Lesson 5 - Guided Project: Build a Gradient Booster from Scratch

Welcome to the Guided Project

Over the last four lessons you took apart gradient boosting piece by piece: how it grew out of decision trees, how it builds an additive model that fits residuals one tree at a time, how the same idea handles classification through log-odds and pseudo-residuals, and how those pseudo-residuals are really just negative gradients of a loss function. In this guided project you put all of it back together into something that actually runs. You will build a complete gradient boosting regressor from scratch, as a small reusable Python class, and then hold it up against scikit-learn’s battle-tested implementation to prove it works.

The running example for this course is Northwind Analytics, a fictional consultancy whose data team is standardizing on boosted trees.
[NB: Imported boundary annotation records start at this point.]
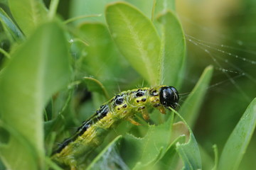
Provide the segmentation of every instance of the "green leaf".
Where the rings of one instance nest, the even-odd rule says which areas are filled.
[[[200,79],[180,109],[180,114],[192,128],[198,116],[199,109],[203,104],[213,72],[212,66],[208,66],[205,69]]]
[[[89,91],[96,91],[99,94],[103,94],[107,100],[110,99],[110,95],[108,94],[106,89],[103,84],[98,80],[92,77],[84,77],[85,84],[87,84]]]
[[[122,55],[151,85],[159,84],[160,39],[151,22],[138,9],[123,2],[107,6],[105,15]]]
[[[47,10],[41,0],[9,0],[11,12],[26,35],[47,17]]]
[[[161,82],[179,88],[186,58],[184,33],[177,17],[172,12],[160,15],[157,20],[161,23]]]
[[[36,153],[33,155],[11,136],[7,147],[1,149],[1,155],[11,169],[43,168],[43,108],[50,96],[69,80],[70,69],[65,42],[59,24],[42,25],[13,53],[1,75],[1,120],[27,140]],[[28,156],[23,157],[24,153]],[[14,161],[17,157],[22,157],[22,162]]]
[[[113,91],[116,82],[113,79],[123,77],[125,62],[123,62],[115,45],[111,38],[107,28],[97,23],[86,23],[79,28],[80,35],[86,40],[89,45],[81,47],[80,64],[82,76],[86,74],[92,75],[102,82],[109,91]]]
[[[0,8],[0,22],[10,40],[21,40],[23,35],[2,8]]]
[[[175,167],[178,164],[178,155],[176,150],[176,144],[177,142],[184,143],[186,136],[181,135],[176,140],[172,142],[167,148],[166,152],[159,159],[159,161],[154,165],[153,169],[175,169]]]
[[[238,169],[255,126],[256,98],[250,103],[228,137],[222,152],[218,169]]]
[[[124,137],[120,154],[129,167],[137,164],[146,165],[156,160],[161,149],[167,148],[171,142],[173,118],[172,113],[164,124],[149,125],[147,133],[142,138],[129,134]]]
[[[156,16],[167,11],[175,11],[175,0],[155,0],[156,6],[154,13]]]
[[[93,159],[86,169],[129,169],[118,153],[117,149],[122,139],[121,135],[117,137]]]

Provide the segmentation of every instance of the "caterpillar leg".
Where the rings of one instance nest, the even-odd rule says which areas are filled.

Before they trust a library, they want to understand one, so your job is to hand them a booster whose every line you can explain. You will work on the real California Housing dataset, predicting the median house value of a neighborhood, and you will measure every step in real numbers so there is nowhere to hide. By the end, a from-scratch loop of about a dozen lines will match a mature library to within a rounding error.

By the end of this project, you will be able to:

  • Establish a defensible baseline so that every later improvement is measurable
  • Implement a ScratchGradientBoostingRegressor class with fit and predict methods that boost shallow trees on residuals
  • Explain why accumulating learning_rate * tree.predict(X) reconstructs the additive model from the earlier lessons
  • Validate a from-scratch model against GradientBoostingRegressor and reason about why the two agree but are not bit-for-bit identical
  • Trade off learning_rate against n_estimators and read a learning curve to judge where the gains flatten out

This is a capstone for Module 1, so you should already be comfortable with the additive-model view of boosting, residuals as the thing each tree fits, and the basic scikit-learn workflow (train/test split, fit, predict, score). Let’s build.


Stage 1: Set Up the Problem and a Baseline

You cannot tell whether a model is good without something to compare it to. So before writing a single line of boosting, you will load the data, split it honestly, and measure the dumbest possible model: one that ignores every feature and always predicts the average house value. That number is your floor. Any real model has to beat it, and how much it beats it tells you how much the features and the algorithm are actually worth.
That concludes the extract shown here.